Camideki bir hat yazısı ya da kapalı çarşının kapısındaki bir kitabe her zaman dikkatimizi çekecektir. Dili olsa da bize başından geçenleri anlatsa.

Birey, sanat eserinin gayr-i ihtiyari bir değerlendirmesini yapar. O kısacık vakit içinde yetersiz bilgisi ile belli belirsiz hükümler verir. İyi, faydalı, güzel, harika gibi sözler resmi geçitle dökülür ağzından.

"Abi, adamlar yapmış, o zaman hangi teknik vardı, bunu nasıl düşündüler, böyle şeyleri nasıl yaptılar gibi değerlendirme cümleleri sanatçıyı ve sanat eseri ile birlikte o sanatın ortaya çıktığı zaman ve mekanı tatta toplumu da içine alan bir sanatsal uzaydan bahsedilebilir, der.

Sanat eserini ele alan Sadettin Hoca önce tanımlamış, sonra o sanatın ham maddelerinden söz açmış sonra da ortaya çıkan ürünün "temel değerler" çerçevesinde biçimlendiğinden bahsetmiş. yani bir esere bakarken görebileceğimiz en önemli unsurun işlevsel yönü ve simgesel yönü noktasıdır.

Mesela İstanbul Boğazı'na üçüncü köprü yapıyorsunuz ismine Yavuz Sultan Selim koyuyorsunuz, Çamlıca'ya bir cami yapıyorsunuz amentü'nün şartının temsil olsun diye altı minare döktüyorsunuz...

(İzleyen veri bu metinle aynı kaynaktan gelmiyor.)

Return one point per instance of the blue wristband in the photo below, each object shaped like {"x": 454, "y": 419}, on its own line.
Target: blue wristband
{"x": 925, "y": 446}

Dahası onlarca örnek verilebilir. Elinizde yazı yazdınız kaleminiz çok sevdiğiniz bir arkadaşınızdan hatıra olabilir. Yazması, işlevsel yönü iken, hatırası da simgesel yönüdür.

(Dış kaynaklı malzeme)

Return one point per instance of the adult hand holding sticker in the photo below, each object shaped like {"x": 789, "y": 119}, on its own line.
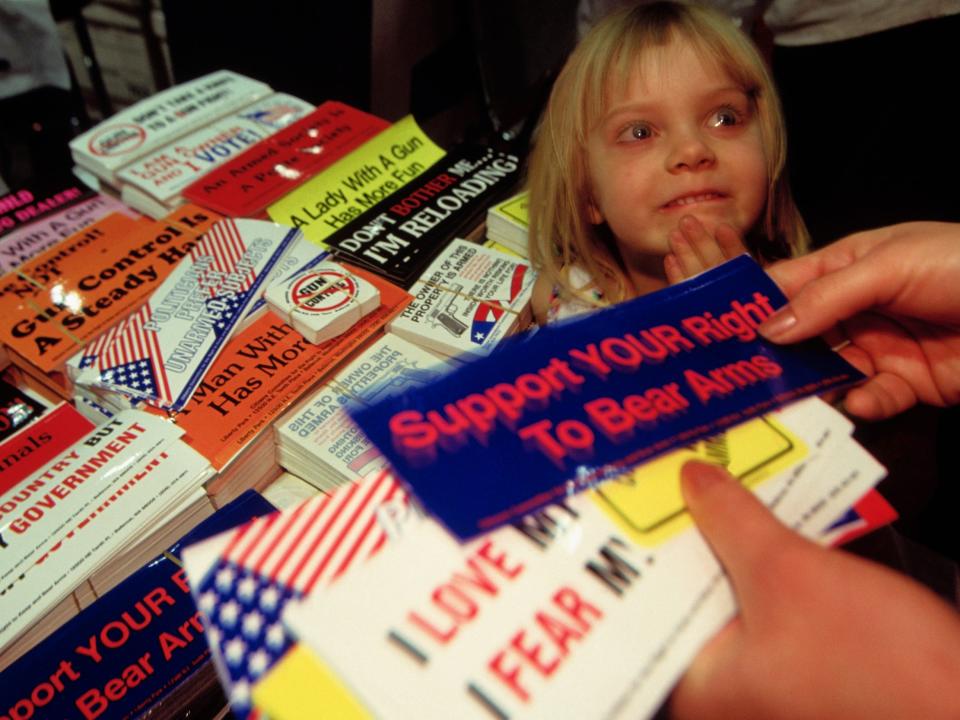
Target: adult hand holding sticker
{"x": 893, "y": 293}
{"x": 584, "y": 400}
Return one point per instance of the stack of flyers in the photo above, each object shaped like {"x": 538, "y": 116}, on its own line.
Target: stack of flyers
{"x": 160, "y": 353}
{"x": 242, "y": 579}
{"x": 75, "y": 513}
{"x": 319, "y": 442}
{"x": 323, "y": 302}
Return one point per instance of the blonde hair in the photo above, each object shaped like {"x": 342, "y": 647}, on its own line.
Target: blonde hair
{"x": 561, "y": 234}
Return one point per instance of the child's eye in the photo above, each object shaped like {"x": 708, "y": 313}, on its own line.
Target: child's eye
{"x": 635, "y": 131}
{"x": 725, "y": 117}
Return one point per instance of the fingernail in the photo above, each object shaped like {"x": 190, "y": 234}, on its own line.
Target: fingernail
{"x": 778, "y": 324}
{"x": 698, "y": 477}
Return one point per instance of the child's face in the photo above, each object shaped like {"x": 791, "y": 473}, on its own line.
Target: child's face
{"x": 679, "y": 139}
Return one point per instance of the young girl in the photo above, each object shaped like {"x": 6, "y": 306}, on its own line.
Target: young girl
{"x": 661, "y": 146}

Sanat eserleri her milletin temel değerler dizgesine uygun olarak icra edilir. O sebeple farklı toplumların farklı temel değerler dizgesi vardır.

Sonra yazarımız sanatkarı ele alır. Sanatçı aramızda bir medeniyet tasavvuru içinde yetişir. Hassas ve özel bir insandır. Herkesin gördüğünden duyduğundan daha ötesini görebilecek hissedebilecek bir duyarlılığa sahiptir.

Bir sanatçının yetişmesinde ustanın ve ekolün önemine vurgu yapmış yazarımız. Sanatkar geleneğin içinde bir taraftan kendini daraltan çizgilerin akışında giderken bir taraftan da özgün olma ve mazi aşma gayreti içinde olabilir.

Sanat eseri işte bu yetişmiş sanatkarın; yani bir şairin, bir ressamın, bir bestekarın, bir mimarın ilham edilmiş üstün gayretleri ile oluşan eserlerdir. Modernist zihniyetin tasavvuru ile şekillenmiş sanat eserini o anlayışa göre yapacaktır.

Lakin İslam medeniyet tasavvuru çerçevesinde yetişmiş sanatkar eserini almış olduğu eğitime göre inşa edecektir.

Yani hatta tezhipte, ebruda, mimaride, minyatürde, dizelerde ve benzeri her alanda medeniyet tasavvurunun oluşturduğu temel değerler üzerinden sanat kendini gösterecektir.

Söz sözü çeker, çok uzar bu muhabbet... Merak edenler çok istifade ettiğim bu eseri alıp okuyabilirler değil mi?